Artinya, “Hukum suntik diperbolehkan karena kondisi darurat, akan tetapi ulama berselisih pendapat dalam membatalkan puasa sebab perkara tersebut dalam tiga pendapat:

  1. Suntik membatalkan puasa secara mutlak, sebab dapat sampai ke perut.
  2. Tidak membatakan secara mutlak sebab sampainya ke perut tidak memalui jalur lubang yang terbuka.
  3. Pendapat yang di dalamnya terdapat perincian. Pendapat ini merupakan ashah. Yakni:
    Jika hal tersebut (menancapkan jarum) bersifat menguatkan atau memberi asupan maka dapat membatalkan puasa; sedangkan apabila tidak demikian maka dilihat, (a) jika jarum itu ditancapkan di otot yang terbuka (urat nadi) maka dapat membatalkan, sedangkan (b) jika di otot yang tidak terbuka maka tidak membatalkan.”

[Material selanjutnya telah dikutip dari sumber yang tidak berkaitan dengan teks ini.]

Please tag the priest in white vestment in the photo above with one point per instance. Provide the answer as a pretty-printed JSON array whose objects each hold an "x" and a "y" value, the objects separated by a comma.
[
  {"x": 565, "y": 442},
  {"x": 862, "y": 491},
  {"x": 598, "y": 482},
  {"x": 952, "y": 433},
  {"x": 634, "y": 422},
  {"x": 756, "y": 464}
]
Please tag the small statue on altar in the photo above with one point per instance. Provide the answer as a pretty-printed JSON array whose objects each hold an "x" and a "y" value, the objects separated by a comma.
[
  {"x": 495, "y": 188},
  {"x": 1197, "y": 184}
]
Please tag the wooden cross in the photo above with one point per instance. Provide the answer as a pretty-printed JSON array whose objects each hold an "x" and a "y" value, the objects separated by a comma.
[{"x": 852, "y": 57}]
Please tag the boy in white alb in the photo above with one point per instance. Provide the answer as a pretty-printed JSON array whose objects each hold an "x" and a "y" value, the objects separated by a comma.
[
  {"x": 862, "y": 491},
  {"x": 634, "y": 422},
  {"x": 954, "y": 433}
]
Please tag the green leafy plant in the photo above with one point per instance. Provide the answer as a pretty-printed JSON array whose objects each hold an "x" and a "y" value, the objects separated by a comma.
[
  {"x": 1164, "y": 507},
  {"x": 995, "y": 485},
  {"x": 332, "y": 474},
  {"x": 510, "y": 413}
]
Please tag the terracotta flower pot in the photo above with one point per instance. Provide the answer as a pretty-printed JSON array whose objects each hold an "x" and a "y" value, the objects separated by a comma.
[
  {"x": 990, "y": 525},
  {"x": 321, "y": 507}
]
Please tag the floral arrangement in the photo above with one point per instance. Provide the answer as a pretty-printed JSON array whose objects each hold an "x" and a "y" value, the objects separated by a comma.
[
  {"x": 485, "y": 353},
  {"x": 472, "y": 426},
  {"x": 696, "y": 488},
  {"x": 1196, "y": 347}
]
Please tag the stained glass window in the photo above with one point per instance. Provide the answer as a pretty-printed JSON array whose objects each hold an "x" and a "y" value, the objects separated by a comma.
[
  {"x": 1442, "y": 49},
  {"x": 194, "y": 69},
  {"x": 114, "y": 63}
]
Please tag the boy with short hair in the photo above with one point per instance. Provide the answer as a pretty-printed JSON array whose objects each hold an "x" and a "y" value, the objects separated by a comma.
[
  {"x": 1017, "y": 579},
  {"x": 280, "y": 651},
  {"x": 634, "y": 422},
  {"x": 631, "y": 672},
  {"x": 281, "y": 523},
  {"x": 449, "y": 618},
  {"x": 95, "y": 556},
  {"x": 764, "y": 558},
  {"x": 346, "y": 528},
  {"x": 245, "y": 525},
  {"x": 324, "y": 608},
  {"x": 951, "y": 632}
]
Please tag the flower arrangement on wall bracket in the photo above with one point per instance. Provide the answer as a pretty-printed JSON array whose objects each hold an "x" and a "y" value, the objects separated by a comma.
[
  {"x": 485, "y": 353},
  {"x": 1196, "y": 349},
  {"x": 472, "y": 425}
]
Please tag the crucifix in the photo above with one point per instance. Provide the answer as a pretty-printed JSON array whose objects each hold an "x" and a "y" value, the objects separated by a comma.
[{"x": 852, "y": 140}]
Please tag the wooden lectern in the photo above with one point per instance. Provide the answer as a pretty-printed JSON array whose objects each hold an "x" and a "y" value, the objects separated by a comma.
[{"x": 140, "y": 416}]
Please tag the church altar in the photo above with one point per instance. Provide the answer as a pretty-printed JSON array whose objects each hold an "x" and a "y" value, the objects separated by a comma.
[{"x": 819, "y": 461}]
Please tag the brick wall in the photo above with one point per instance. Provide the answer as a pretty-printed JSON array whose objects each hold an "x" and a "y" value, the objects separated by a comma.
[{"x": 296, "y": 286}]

(Hasan bin Ahmad bin Muhammad Al-Kaff, At-Taqrirat As-Sadidah fil Masail Al-Mufidah [Tarim: Dar Al-Ulum Al-Islamiyyah], halaman 452)
 

Kendati demikian, Syekh Muhammad bin Ahmad bin Umar As-Syathiri (wafat 1422 H) dalam kitabnya Syarhul Yaqutun Nafis mengutip pernyataan sebagian ulama bahwa penggunaan suntik semacam ini tidak masuk melalui jalur yang semestinya, sehingga perkara tersebut tidak sampai membatalkan puasa:
 

أَمَّا حُكْمُ اْلإِبْرَةِ قَالُوْا إِنَّ اْلإِبْرَةَ الَّتِي يُحْقَنُ بِهَا اْلمَرِيْضُ تَمُرُّ بِاْلعُرُوْقِ وَتَصِلُ إِلَى اْلجَوْفِ فَتَفْسُدُ اْلصَّوْمَ. لَكِنْ قَالَ بَعْضُ اْلعُلَمَاءِ: كُلُّ مَا يَدْخُلُ إِلَى اْلجِسْمِ مِنْ مَنْفَذٍ غَيْرِ طَبِيْعِيٍّ فَإِنَّهُ لاَ يَبْطُلُ بِهِ اْلصَّوْمُ
 

Artinya, “Adapun hukum jarum dikatakan bahwa sesungguhnya jarum yang disuntikkan pada orang yang menderita sakit dan melalui otot yang terbuka (urat nadi) serta sampai pada rongga tubuh maka puasanya batal. Akan tetapi, sebagian ulama menyatakan bahwa setiap perkara yang masuk tubuh dari jalur yang tidak normal maka hal tersebut hukumnya tidak membatalkan puasa.” (Muhammad bin Ahmad bin Umar As-Syathiri, Syarhul Yaqutun Nafis fi Mazhabi Ibni Idris [Jeddah: Dar Al-Minhaj], halaman 307).
 

Sejumlah penjelasan di atas mengantarkan pada kesimpulan:

  1. Penggunaan jarum suntik saat menjalankan ibadah puasa hukumnya tidak membatalkan, karena sampainya perkara tersebut tidak melalui jalur normal dari lubang tubuh yang terbuka selama tidak disuntikkan pada bagian otot yang terbuka atau urat nadi.
  2. Praktik infus hukumnya dapat membatalkan puasa sebab bersifat menguatkan atau memberikan asupan nutrisi terhadap tubuh. Wallahu a’lam bisshawab.
     

Ustadz A Zaeini Misbaahuddin Asyuari, Alumni Ma’had Aly Lirboyo Kediri dan pegiat literasi pesantren.